Friday, November 13, 2009
The Casebook of Victor Frankenstein
Ackroyd, Peter. 2008. The Casebook of Victor Frankenstein. Doubleday. 353 pages.
I was born in the alpine region of Switzerland, my father owning much territory between Geneva and the village of Chamonix where my family resided.
This book is a reimagining of Mary Shelley's Frankenstein. Our narrator is Victor Frankenstein. It weaves small doses of fact into the fiction by having Victor become friends with Percy Bysshe Shelley, Mary Shelley, Lord Byron, and John William Polidori. Sounds interesting, right? Like it might have some potential.
This might be a good time to talk about expectations. I had high hopes for this one. I *really* wanted to like it. I wanted to connect with this one right from the start. I wanted it to be really smart and clever and fun. I wanted it to be engaging. Perhaps if I'd had lower expectations, I wouldn't have been so let down.
I can't say if it's fortunate or unfortunate, but the jacket flap is really something else. Containing phrases like: "tour de force" "world's most accomplished" "incomparable" "brilliantly reimagines" "penned in period-perfect voice" and "sure to become a classic of the twenty-first century." (I've long thought that the phrase "sure to become a classic" should be banned from all jacket flaps and blurbs.)

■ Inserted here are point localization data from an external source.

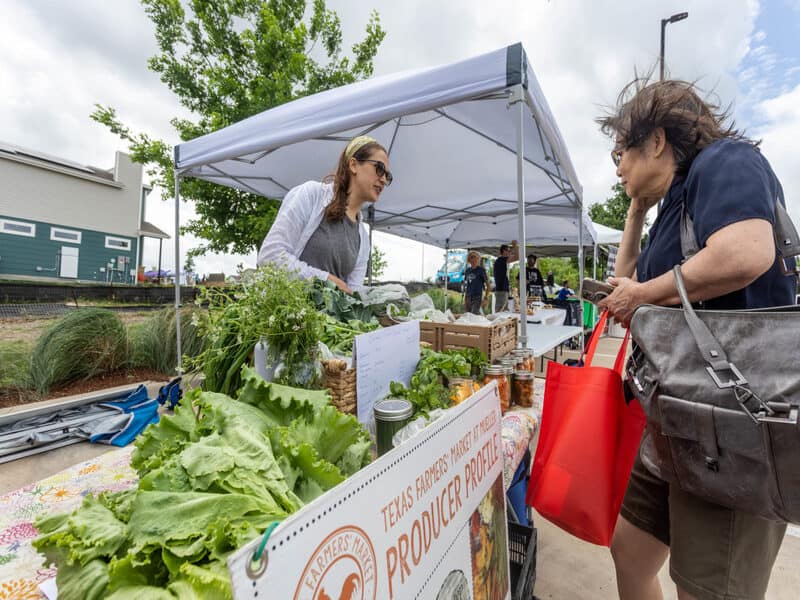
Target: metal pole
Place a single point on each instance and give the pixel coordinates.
(371, 219)
(158, 274)
(661, 54)
(523, 300)
(178, 272)
(580, 270)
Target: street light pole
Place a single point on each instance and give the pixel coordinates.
(664, 22)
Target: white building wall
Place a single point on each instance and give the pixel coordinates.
(30, 191)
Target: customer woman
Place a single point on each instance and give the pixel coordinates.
(318, 230)
(672, 145)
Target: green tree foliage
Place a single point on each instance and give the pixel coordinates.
(227, 60)
(613, 211)
(378, 262)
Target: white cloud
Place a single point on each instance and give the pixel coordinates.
(779, 144)
(61, 58)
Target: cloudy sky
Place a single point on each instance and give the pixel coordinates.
(60, 58)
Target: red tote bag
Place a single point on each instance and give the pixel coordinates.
(587, 444)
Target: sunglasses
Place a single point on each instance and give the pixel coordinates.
(380, 169)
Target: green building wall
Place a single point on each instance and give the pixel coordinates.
(20, 255)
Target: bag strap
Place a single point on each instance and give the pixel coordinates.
(619, 363)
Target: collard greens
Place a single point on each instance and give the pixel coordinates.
(211, 477)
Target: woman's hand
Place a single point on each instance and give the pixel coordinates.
(339, 283)
(623, 300)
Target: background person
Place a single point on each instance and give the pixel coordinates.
(476, 280)
(501, 283)
(671, 144)
(318, 231)
(533, 276)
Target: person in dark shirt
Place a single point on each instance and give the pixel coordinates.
(671, 144)
(501, 283)
(476, 280)
(534, 278)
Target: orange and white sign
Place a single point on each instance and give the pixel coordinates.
(426, 520)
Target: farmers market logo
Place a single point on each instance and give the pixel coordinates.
(341, 568)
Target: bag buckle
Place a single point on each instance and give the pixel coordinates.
(740, 379)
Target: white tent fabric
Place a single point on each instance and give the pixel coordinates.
(606, 235)
(471, 145)
(451, 140)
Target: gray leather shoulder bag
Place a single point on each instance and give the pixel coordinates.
(721, 390)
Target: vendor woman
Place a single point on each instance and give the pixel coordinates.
(318, 231)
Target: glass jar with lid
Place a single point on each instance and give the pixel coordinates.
(391, 415)
(522, 389)
(498, 373)
(461, 388)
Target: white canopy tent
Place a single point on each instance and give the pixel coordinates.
(473, 147)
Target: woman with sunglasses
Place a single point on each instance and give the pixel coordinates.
(673, 145)
(318, 230)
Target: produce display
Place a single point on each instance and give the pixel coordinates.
(272, 305)
(213, 476)
(427, 391)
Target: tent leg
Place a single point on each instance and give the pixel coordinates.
(523, 300)
(371, 218)
(580, 272)
(179, 368)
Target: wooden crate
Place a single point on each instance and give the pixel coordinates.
(494, 341)
(341, 383)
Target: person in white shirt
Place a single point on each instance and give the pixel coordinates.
(318, 230)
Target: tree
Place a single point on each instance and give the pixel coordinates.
(613, 211)
(228, 60)
(377, 262)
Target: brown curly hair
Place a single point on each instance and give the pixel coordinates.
(335, 211)
(689, 122)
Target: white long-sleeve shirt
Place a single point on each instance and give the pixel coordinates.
(299, 216)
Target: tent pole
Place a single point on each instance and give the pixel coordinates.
(446, 270)
(178, 271)
(518, 97)
(579, 287)
(371, 219)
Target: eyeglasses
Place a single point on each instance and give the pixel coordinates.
(380, 169)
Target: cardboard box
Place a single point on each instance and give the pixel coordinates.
(494, 341)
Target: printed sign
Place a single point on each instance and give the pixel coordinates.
(426, 520)
(380, 357)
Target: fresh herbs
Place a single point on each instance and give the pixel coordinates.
(341, 306)
(339, 336)
(212, 477)
(272, 305)
(426, 391)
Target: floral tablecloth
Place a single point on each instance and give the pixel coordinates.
(21, 569)
(518, 427)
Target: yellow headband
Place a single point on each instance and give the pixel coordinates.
(356, 144)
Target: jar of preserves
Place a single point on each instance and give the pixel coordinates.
(522, 390)
(391, 415)
(498, 373)
(461, 388)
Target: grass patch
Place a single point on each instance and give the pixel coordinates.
(15, 362)
(79, 345)
(152, 342)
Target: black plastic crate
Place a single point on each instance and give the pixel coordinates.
(522, 560)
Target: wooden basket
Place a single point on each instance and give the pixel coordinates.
(494, 341)
(341, 383)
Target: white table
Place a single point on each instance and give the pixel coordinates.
(544, 338)
(548, 316)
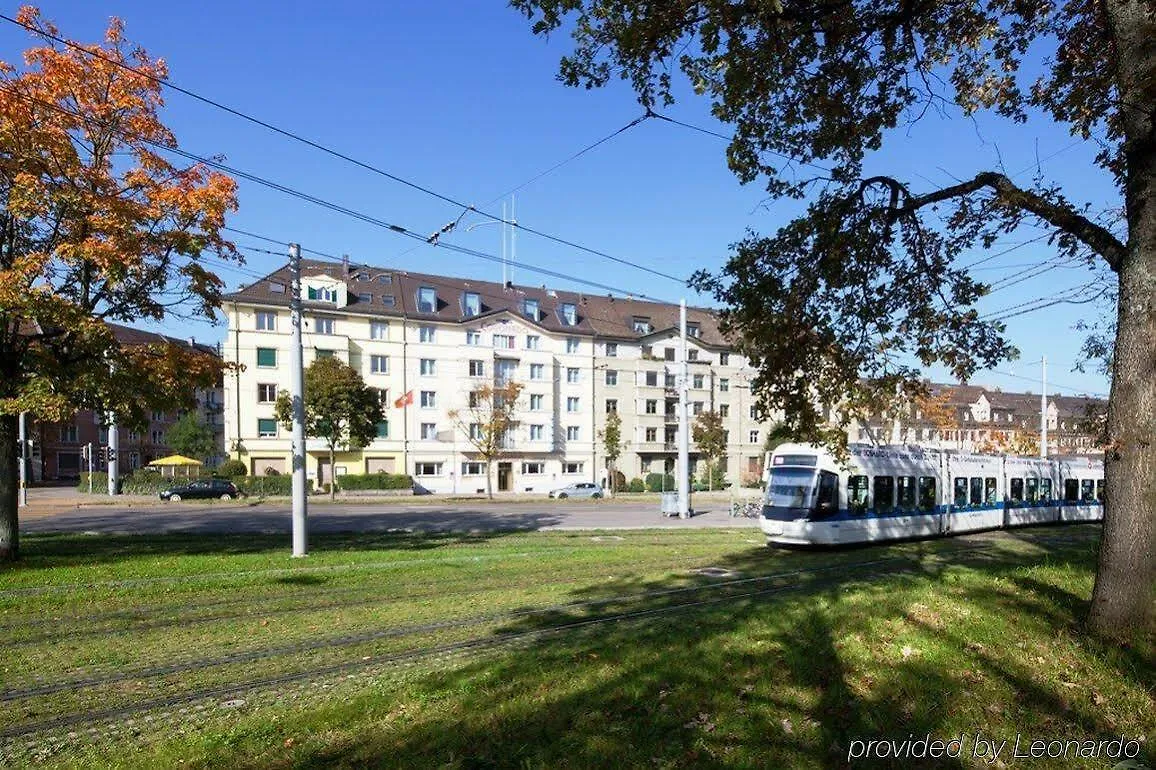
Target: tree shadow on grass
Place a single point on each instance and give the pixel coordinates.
(783, 673)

Did I like this one? Not really. Why didn't I like this one? Well, it disrespected Mary Shelley's original. I could live with it playing around with the original novel. (Elizabeth being his sister and not his love interest. There being different murder victims than in the original book.) I could even come to like the directions and twists this one took. The character development of this Victor Frankenstein. The big twist did make me think. It is still making me think. (I'm still trying to puzzle out if it really truly works as a whole. Knowing the ending, does all that come before still work. Or does it all fall apart?) So the fact that this one wasn't faithful to Mary Shelley's Frankenstein didn't bother me all that much. But it disrespected history itself. By having Victor Frankenstein interact with real people--with Percy and Mary Shelley, with Lord Byron, with others of the time period you add in a whole other level.
Yes, this book is fiction. It never claims otherwise. But what few facts find their way into the book get so compressed and distorted and out of order that it was just weird. At least weird to me. It is fiction. The author can do anything he wants. It's his choice, his right. Will this bother most readers? I don't know. Probably not. And I suppose that's the good news.
Plus, this one got disgusting. Unlike the original which tended to leave things to your imagination, this one got too detailed and disturbing. (I could choose a scene or two to describe, but I don't really want to go there. I'm not comfortable going there.)
Is it readable? Is it compelling? I read it in two days. Half the time I was hating it, but I still kept reading. This isn't a book I wanted to give up on in the middle, you know, just in case it got good and redeemed itself by an oh-so-amazing ending. How easy is it to read? Well, I'd say it was about as challenging as the original novel. Ackroyd did fairly good at imitating Victor Frankenstein's complex style. Is this one for you? Maybe. Maybe not.